Dobrze w eliminacjach wypadli także nasi biegacze na 1500m. Dwóch spośród trójki reprezentantów Polski wystąpi w sobotnim finale (start 17:10). Tym który niestety zakończył już rywalizację jest
Arkadiusz Mostrąg (SKB Kraśnik). Podopieczny trenera Zbigniewa Białego z czasem 3:53.10 zajął 7 miejsce w wolniejszej, pierwszej serii eliminacyjnej, co ostatecznie dało mu 17 miejsce wśród 22 startujących zawodników. Rekord życiowy Arka to 3:47.31 uzyskany w tym roku we Wrocławiu.
Lepiej spisali się
Kamil Zieliński (LKS Mielec) i
Łukasz Mianowicz (WLKS Siedlce) biegnący razem w drugiej serii. Uzyskali oni wyniki 3:49.00 (Kamil) i 3:49.59 (Łukasz) będącymi odpowiednio trzecim i piątym czasem eliminacji. W finale liczymy szczególnie na Kamila Zielińskiego, którego rekord życiowy 3:43.09 jest najlepszym tegorocznym wynikiem w Europie wśród juniorów. Groźnym przeciwnikiem powinien być Francuz
Otmane Belharbazi, który może pochwalić się niewiele gorszą "życiówką" 3:43.75. Łukasz Mianowicz posiada aktualnie 5 wynik w Europie - 3:45.87 i również ma szanse powalczyć o medal.

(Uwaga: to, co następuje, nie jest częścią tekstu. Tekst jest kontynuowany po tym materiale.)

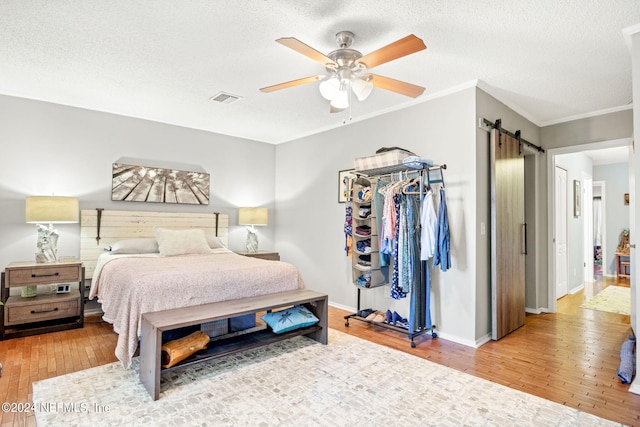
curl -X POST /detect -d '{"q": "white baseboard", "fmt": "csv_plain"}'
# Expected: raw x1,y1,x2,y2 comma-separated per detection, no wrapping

Jako ciekawostkę dodam, że w historii tej konkurencji możemy pochwalić się kilkoma medalami. Największym sukcesem było zwycięstwo
Bartosza Nowickiego w 2004 roku z wynikiem 3:45.01 (Tampere, Finlandia). Poza tym w 2001roku w Grosseto
Tomasz Babiszkiewicz zdobył srebro z wynikiem 3:48.66. Natomiast dwa lata temu w Kownie medal brązowy przypadł
Adrianowi Danilewiczowi - 3:47.22. Mamy nadzieję na podtrzymanie tej dobrej passy w sobotę.
Bez Polaków odbył się finał biegu na 10000m mężczyzn. Na poprzednich Mistrzostwach Europy byliśmy reprezentowani przez 3 biegaczy (
Wojciech Kopeć 5 m-ce,
Arkadiusz Gardzielewski 8 m-ce,
Łukasz Skoczyński 12 m-ce), w tym roku żaden z polskich juniorów nie uporał się z minimum 30:30.0, a nawet nie odnotowano próby uzyskania takiego wyniku.
Tegorocznym Mistrzem Europy Juniorów na tym dystansie został Ukrainiec
Dmytro Lashyn, który uzyskał wynik 29:51.58, drugi był Niemiec o swojsko brzmiącym nazwisku
Markowski Matti (30:10.75), zaś trzeci Rosjanin
Roman Pozdyaykin (30:13.70), który przez większość dystansu nadawał tempo. Bieg ukończyło 16 spośród 17 startujących zawodników.
Jutro między innymi odbędzie się finał na 3000m pprz. mężczyzn, w którym wystartuje tylko 11 zawodników (wśród nich
Krystian Zalewski), finał biegu na 5000m kobiet oraz eliminacje na 800m kobiet i mężczyzn.